Reimanns Kernaussagen sind dem Vortrag als Thesensammlung angefügt; wer die Abhandlung im Ganzen nachlesen möchte, kann diese hier als PDF herunterladen. Hier die Thesen im Überblick:

1. “Es ist nicht richtig, dass die Bebauung des Neumarkts unmodern sei. Im Gegenteil: das heutige Erscheinungsbild des Neumarkts ist ein direkter Ausdruck unserer Zeit - so wie sie ist und nicht so, wie sie Architekten haben möchten.”

2. “Das, was wir, mit allen dazugehörigen moralischen Ansprüchen, moderne Architektur nennen, ist am Neumarkt zum Opfer jener gesellschaftlicher Entwicklungen geworden, die sie geholfen hat in Gang zu setzen und die sich der Moderne in anderen Situationen bedienen.”

3. “Moderne Architektursprache, die auf der Ablehnung des historischen Formenkanons basiert, wird dort, wo der Widerspruch nicht angebracht ist, den sie bewusst sucht und in ihr Selbstverständnis integriert hat, immer störend wirken müssen. Das Problem ist nicht lösbar, weil wir über keine andere authentische Sprache verfügen.”
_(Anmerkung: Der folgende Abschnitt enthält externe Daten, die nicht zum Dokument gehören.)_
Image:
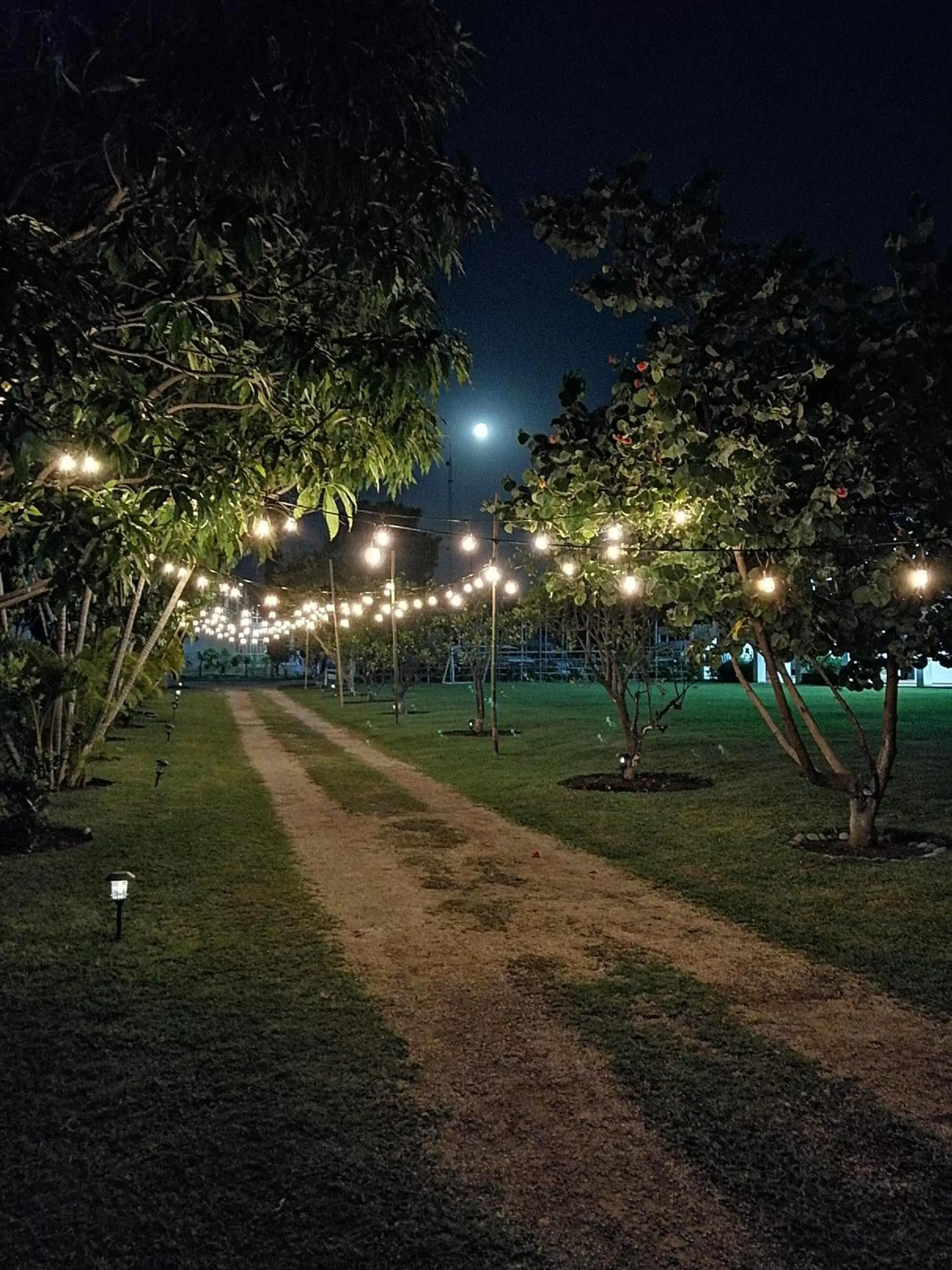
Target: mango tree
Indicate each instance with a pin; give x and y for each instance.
(777, 453)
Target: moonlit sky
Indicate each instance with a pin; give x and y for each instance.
(822, 115)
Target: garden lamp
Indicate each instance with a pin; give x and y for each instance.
(118, 891)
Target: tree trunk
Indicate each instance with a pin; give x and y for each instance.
(862, 822)
(479, 701)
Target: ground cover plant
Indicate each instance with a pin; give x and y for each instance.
(726, 846)
(214, 1089)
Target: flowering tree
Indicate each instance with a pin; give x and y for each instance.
(779, 454)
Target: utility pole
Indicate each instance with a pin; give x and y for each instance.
(493, 713)
(393, 632)
(337, 635)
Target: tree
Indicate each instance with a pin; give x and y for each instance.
(219, 226)
(779, 453)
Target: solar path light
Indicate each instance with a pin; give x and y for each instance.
(118, 891)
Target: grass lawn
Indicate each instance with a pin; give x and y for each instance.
(214, 1090)
(725, 846)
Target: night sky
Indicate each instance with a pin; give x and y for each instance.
(822, 115)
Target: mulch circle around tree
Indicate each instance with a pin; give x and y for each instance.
(647, 783)
(478, 736)
(52, 837)
(891, 845)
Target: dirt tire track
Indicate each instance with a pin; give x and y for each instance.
(539, 1123)
(573, 900)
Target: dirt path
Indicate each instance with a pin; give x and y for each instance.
(537, 1121)
(573, 900)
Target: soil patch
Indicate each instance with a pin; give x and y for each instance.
(52, 837)
(575, 901)
(893, 845)
(537, 1124)
(645, 783)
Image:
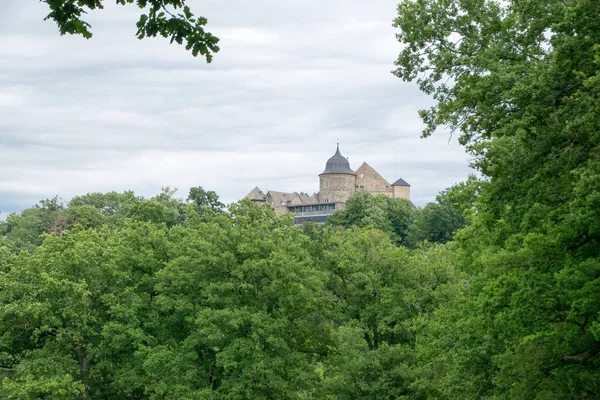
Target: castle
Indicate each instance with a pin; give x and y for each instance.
(336, 184)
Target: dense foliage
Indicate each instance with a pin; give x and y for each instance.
(171, 19)
(115, 296)
(491, 292)
(520, 81)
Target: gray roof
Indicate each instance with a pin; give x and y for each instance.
(400, 182)
(338, 164)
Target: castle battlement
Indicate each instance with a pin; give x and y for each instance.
(337, 183)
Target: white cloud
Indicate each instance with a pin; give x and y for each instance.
(116, 113)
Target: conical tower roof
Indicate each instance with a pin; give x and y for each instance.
(338, 164)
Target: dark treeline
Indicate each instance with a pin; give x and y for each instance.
(115, 296)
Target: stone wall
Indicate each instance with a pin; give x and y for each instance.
(336, 187)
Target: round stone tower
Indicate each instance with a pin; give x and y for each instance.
(338, 181)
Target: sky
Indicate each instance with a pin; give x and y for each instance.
(292, 77)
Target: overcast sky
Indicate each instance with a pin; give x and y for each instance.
(117, 113)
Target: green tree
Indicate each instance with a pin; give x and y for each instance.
(438, 221)
(520, 81)
(171, 19)
(364, 209)
(204, 200)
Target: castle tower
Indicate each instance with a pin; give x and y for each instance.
(338, 181)
(401, 189)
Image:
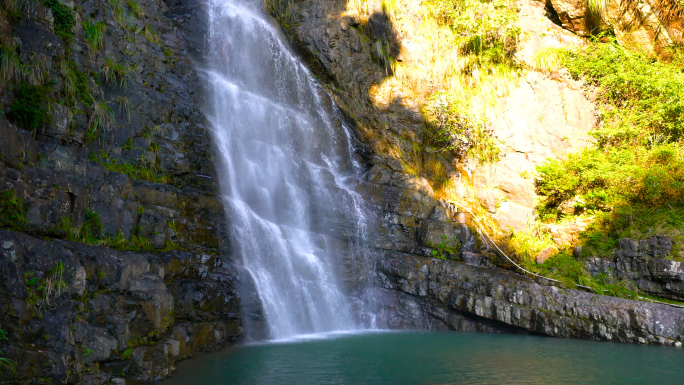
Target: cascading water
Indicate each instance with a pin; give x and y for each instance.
(287, 171)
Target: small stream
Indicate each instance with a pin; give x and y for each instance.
(417, 358)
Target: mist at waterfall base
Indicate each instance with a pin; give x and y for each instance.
(287, 172)
(415, 358)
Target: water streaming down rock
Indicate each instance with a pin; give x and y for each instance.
(288, 172)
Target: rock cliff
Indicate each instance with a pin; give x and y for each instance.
(126, 268)
(419, 285)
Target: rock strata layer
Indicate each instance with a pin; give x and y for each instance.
(465, 295)
(84, 314)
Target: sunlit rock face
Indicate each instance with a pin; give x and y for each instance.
(649, 26)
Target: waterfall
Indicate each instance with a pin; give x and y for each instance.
(287, 172)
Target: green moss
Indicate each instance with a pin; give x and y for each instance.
(63, 19)
(449, 249)
(142, 168)
(10, 66)
(94, 33)
(135, 9)
(30, 108)
(113, 72)
(12, 211)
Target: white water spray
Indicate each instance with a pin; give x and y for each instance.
(287, 172)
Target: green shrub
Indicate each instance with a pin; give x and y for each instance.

4. “Wo Kontinuität unmöglich geworden ist, könnte nur das Überzeitliche eine gemeinsame Grundlage historischer und moderner Architektur bilden. Das Überzeitliche manifestiert sich in archetypischen Themen und Grundmustern, die einzelnen durch die Zeit ihrer Entstehung bedingten Bauwerken zu Grunde liegen.”

5. “Die Typologie und Charakter neuer Programme und Nutzungen stehen in einem fundamentalen Widerspruch zu historischer Typologie und Parzellierung, sie machen ihre Anwendung unmöglich und verwandeln, sofern man sie nicht direkt zum Ausdruck bringen will, Architektur zu bloßer Verpackung.”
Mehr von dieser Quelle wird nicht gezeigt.